Ketertarikannya mengabdi di dunia pesantren sekaligus sebagai polisi, karena dia besar dan tumbuh di lingkungan keluarga santri, sehingga dia merasa mengajar bukan pekerjaan, melainkan kewajiban. "Saya lebih konsen pada pendidikan sore dan malam hari. Itu saja kalau sedang tidak ada dinas luar dan mendadak,” kata pria kelahiran Demak, 28 Februari 1968 ini.
Selain mengajar santri, dia juga menjadi dosen terbang untuk mata kuliah olah TKP di sejumlah perguruan tinggi. Hanya saja dosen tamu ini tak sesering mengajar di pesantren yang bisa dibilang hamper tiap hari.
Selama 20 tahun lebih berstatus polisi dan kiai, Wazir mengaku respons masyarakat terhadapnya tak semudah membalikkan telapak tangan. Pemahaman miring masyarakat terhadap polisi kerap menjadi tantangan yang harus dijawab. Sorotan negatif publik mengenai profesi polisi ini bahkan menjadi pekerjaan yang penuh perjuangan untuk memberi pemahaman kepada mereka.
"Sebenarnya kalau disikapi dengan benar, profesi polisi itu penuh pahala.”
Cibiran masyarakat yang menilai negatif profesi polisi diakuinya sering dialamatkan kepadanya. Namun, hambatan itu ia jawab dengan sikap dan teladan.

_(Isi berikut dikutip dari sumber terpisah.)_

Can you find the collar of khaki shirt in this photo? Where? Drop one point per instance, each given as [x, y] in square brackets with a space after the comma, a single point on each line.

Khususnya melalui pendidikan yang kerap diajarkan. "Pada intinya bagaimana polisi harus membuktikan lewat gebrakan. Polisi harus jadi pelindung dan pengayom masyarakat. Bukan retorika dan teoritik dan slogan di jalan-jalan semata, " ujar dia.
Sebagai pegawai polisi dia bahkan tak pernah berharap memperoleh pendapatan lebih. Sebab tanggungjawab yang diemban tak sepadan dengan gaji. Tapi dia bias mensiasati dengan hidup sederhana. "Kalau mau jadi pegawai ya sederhana. Kalau ada polisi yang hidup berlebih, saya tidak tahu (itu uangnya dari mana),” kata Wazir yang kesehariannya menganalisa mayat melalui visum dan autopsi.

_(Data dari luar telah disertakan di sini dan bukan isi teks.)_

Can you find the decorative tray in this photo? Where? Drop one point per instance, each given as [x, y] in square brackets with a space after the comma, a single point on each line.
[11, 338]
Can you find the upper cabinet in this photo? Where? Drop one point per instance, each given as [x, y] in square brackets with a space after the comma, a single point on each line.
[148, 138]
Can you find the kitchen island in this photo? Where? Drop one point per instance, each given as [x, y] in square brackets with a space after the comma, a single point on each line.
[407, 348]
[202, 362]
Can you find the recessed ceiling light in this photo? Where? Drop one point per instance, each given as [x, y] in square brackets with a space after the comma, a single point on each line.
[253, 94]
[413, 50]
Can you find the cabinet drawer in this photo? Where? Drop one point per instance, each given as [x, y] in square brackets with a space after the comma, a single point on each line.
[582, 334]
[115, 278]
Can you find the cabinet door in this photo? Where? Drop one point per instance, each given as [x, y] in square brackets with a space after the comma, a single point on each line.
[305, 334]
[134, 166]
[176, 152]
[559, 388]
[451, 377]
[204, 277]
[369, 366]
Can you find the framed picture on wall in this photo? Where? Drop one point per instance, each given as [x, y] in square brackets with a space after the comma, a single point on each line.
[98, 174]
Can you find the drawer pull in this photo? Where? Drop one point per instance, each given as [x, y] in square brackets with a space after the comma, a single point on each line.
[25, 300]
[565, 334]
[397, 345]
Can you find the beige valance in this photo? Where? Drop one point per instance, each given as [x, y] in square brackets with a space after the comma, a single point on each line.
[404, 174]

Dia tak malu mengendari sepeda motor saat berangkat dan pulang kerja, dari Semarang ke Mranggen, Demak. "Saya tak punya mobil. Hidup ini tak perlu mewah-mewah,” katanya.
Soal kesederhanaan ini, M Lutfil Hakim, salah satu santri di Girikusuma, kesederhanaan Wazir makin membuat kebanggan bahwa polisi sangat dekat dengan masyarakat. "Kalau di sini bapak jarang pakai seragam, dan hidupnya sangat sederhana. Pengetahuan agamanya luas," kata Lufil.
Menjelang 17 tahun reformasi Polri, Wazir memiliki secercah keinginan. Dari lubuk yang paling dalam ia berharap lembaga Polri semakin baik. Akselerasi Presiden Jokowi tentang reformasi mental bisa tertanam di hati para perwira Polri dengan tetap berpegang teguh pada Agama.
"Agama itu jadi titik sentral. Kalau polisi memahami agama dengan baik, maka tugas yang diamanahkan juga bagian dari ibadah,” katanya.